Finland’s role in World War II is examined in documentary, War and Peace of Mind, from writer-director Ari Matikainen. Whilst the documentary touches on some intelligent and little-discussed concepts in its final act, the bulk of it addresses ideas and information that has had countless exposure within the medium beforehand.
Initially War and Peace of Mind centres on life in Finland during World War II and in doing so assembles archive footage, art-house visuals and a mix of talking head interviews. However, the most intriguing narrative device is the use of soldier’s letters from the trenches – a somewhat effective method at capturing conditions on the firing lines. However, this blend of styles can often become jarring and disjointed with no real timeline followed or coloration between narration and the images shown on screen. Whilst the archive footage is indeed emotive, it does not always feel relevant to the topics at hand.

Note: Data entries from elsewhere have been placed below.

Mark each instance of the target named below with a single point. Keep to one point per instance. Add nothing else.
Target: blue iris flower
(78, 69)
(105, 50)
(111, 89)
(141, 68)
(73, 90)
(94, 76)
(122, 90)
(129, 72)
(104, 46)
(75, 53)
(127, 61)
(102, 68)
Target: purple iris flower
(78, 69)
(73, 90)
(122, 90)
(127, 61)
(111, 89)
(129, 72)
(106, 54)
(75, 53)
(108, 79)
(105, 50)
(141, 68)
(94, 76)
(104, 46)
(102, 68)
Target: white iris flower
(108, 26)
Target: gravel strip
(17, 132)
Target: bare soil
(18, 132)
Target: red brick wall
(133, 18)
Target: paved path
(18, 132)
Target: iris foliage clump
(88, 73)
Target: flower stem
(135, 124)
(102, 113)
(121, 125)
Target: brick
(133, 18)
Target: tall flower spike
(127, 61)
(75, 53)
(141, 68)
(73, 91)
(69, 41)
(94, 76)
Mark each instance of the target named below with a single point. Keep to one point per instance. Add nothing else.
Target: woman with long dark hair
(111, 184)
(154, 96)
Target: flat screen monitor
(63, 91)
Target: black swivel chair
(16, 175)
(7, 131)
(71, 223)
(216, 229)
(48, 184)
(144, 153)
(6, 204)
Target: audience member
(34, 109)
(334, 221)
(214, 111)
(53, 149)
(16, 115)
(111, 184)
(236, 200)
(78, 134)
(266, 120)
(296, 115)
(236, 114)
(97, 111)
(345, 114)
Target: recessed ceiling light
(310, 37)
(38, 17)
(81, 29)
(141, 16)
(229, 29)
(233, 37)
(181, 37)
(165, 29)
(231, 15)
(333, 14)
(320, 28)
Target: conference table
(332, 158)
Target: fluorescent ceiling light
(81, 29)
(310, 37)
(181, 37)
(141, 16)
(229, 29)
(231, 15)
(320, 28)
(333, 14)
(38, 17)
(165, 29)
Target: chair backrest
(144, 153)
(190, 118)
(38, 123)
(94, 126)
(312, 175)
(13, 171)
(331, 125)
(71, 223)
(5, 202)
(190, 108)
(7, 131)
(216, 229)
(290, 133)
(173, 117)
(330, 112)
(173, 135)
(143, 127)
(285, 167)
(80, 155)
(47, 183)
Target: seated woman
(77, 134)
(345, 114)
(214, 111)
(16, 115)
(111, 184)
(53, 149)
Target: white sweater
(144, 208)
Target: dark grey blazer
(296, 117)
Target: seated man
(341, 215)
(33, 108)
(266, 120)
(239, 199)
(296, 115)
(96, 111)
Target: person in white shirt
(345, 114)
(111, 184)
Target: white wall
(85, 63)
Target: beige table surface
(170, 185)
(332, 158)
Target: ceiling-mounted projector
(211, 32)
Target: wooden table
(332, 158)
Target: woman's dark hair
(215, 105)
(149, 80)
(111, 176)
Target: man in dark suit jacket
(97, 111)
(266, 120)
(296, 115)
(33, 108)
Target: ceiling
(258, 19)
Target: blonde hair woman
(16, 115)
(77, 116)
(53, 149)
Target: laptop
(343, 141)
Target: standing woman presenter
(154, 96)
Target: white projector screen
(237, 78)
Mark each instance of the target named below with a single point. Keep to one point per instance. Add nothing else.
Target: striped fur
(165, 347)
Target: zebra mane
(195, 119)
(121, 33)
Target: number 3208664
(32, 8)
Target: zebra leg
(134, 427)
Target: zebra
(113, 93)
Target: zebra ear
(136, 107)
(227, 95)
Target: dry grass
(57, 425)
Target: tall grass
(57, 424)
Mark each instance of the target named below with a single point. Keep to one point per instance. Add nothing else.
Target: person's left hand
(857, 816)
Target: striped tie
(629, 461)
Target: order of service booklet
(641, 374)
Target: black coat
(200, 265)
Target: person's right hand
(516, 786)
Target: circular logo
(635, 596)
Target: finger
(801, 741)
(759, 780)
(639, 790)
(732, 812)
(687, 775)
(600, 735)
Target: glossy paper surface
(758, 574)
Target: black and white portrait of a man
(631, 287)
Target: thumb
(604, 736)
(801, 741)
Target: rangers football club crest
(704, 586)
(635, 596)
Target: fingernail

Whilst this tackles a concept and part of history that is undeniably important and should be remembered, discussions of life in a war-zone (particularly during WWII) have been discussed in thousands of documentaries, films and literary pieces. Therefore it is a challenge to detect a unique voice or point of view from War and Peace of Mind initially.

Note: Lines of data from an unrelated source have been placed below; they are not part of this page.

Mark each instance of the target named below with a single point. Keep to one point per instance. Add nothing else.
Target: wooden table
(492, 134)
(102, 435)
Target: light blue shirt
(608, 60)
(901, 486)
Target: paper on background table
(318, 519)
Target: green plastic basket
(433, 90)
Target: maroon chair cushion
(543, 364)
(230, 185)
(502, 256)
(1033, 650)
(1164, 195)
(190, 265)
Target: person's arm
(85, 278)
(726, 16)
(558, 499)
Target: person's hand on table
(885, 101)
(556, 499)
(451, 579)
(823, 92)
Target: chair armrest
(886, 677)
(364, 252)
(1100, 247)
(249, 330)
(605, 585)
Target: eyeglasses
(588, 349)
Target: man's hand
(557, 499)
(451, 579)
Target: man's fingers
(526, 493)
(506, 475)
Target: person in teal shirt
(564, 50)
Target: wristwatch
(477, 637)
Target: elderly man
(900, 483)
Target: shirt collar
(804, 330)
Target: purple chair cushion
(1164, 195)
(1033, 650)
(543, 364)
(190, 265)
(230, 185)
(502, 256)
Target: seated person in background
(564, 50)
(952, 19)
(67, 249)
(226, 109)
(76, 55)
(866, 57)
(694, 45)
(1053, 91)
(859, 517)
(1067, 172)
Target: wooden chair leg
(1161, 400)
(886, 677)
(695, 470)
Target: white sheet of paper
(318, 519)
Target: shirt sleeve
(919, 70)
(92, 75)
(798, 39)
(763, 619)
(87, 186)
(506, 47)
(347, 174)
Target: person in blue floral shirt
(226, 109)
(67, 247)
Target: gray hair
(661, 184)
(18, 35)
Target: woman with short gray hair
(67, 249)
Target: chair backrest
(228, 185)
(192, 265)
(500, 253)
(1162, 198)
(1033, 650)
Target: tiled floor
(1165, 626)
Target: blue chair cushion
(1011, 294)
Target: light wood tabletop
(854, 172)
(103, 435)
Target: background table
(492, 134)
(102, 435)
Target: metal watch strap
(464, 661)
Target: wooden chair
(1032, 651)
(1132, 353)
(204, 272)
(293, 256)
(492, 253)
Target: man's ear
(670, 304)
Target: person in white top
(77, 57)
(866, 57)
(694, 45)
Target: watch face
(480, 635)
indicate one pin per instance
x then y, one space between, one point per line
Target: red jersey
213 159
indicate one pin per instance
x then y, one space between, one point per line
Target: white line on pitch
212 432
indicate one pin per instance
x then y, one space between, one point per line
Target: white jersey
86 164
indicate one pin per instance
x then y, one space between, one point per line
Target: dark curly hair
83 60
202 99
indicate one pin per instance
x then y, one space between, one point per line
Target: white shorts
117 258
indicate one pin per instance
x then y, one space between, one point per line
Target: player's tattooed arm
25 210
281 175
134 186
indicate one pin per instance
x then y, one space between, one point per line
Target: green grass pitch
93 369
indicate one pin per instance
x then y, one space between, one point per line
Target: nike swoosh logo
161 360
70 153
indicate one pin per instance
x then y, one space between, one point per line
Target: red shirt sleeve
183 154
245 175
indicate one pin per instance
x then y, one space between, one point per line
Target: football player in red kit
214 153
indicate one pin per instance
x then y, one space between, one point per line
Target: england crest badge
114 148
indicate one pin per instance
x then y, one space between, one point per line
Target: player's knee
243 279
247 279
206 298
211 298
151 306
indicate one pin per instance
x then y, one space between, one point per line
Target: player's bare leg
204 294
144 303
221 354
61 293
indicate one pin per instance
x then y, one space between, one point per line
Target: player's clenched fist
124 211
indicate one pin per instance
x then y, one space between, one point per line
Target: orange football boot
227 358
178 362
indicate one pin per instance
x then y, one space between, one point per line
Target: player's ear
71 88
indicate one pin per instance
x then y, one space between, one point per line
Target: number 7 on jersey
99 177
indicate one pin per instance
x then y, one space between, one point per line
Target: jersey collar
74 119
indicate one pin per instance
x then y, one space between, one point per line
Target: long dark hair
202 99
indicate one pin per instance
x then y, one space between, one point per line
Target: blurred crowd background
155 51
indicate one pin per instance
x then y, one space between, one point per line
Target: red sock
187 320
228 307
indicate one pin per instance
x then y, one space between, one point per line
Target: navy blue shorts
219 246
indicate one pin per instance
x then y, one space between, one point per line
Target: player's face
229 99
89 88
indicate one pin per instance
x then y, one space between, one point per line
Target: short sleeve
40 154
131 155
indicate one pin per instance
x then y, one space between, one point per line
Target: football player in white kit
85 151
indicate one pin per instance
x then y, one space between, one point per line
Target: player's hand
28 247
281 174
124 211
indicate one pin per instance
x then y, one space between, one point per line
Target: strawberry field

Matikainen’s feature is at its strongest in its final act where it addresses Finland’s direct role within World War II in a wider global context – particularly in its address of Finland’s support of the Axis powers and the ultimate occupation/liberation by Russia. At its most interesting, War and Peace of Mind dips into the lingering guilt and effects that Finland’s role during the war has on people today and how it shaped the further political landscape of the nation. However, this feels lightly touched upon in comparison to the focus that wartime life gets. In this final act, Matikainen gives more of a focus to talking head experts which proves a beneficial move in ensuring clarity and focus – subsequently making the documentary more engaging viewing.
War and Peace of Mind is at its least engaging when presenting loose war-zone footage without clear narrative focus, however when it extends its gaze to cover Finland’s role in a global context and the subsequent national sentiment it becomes interesting, more focused viewing.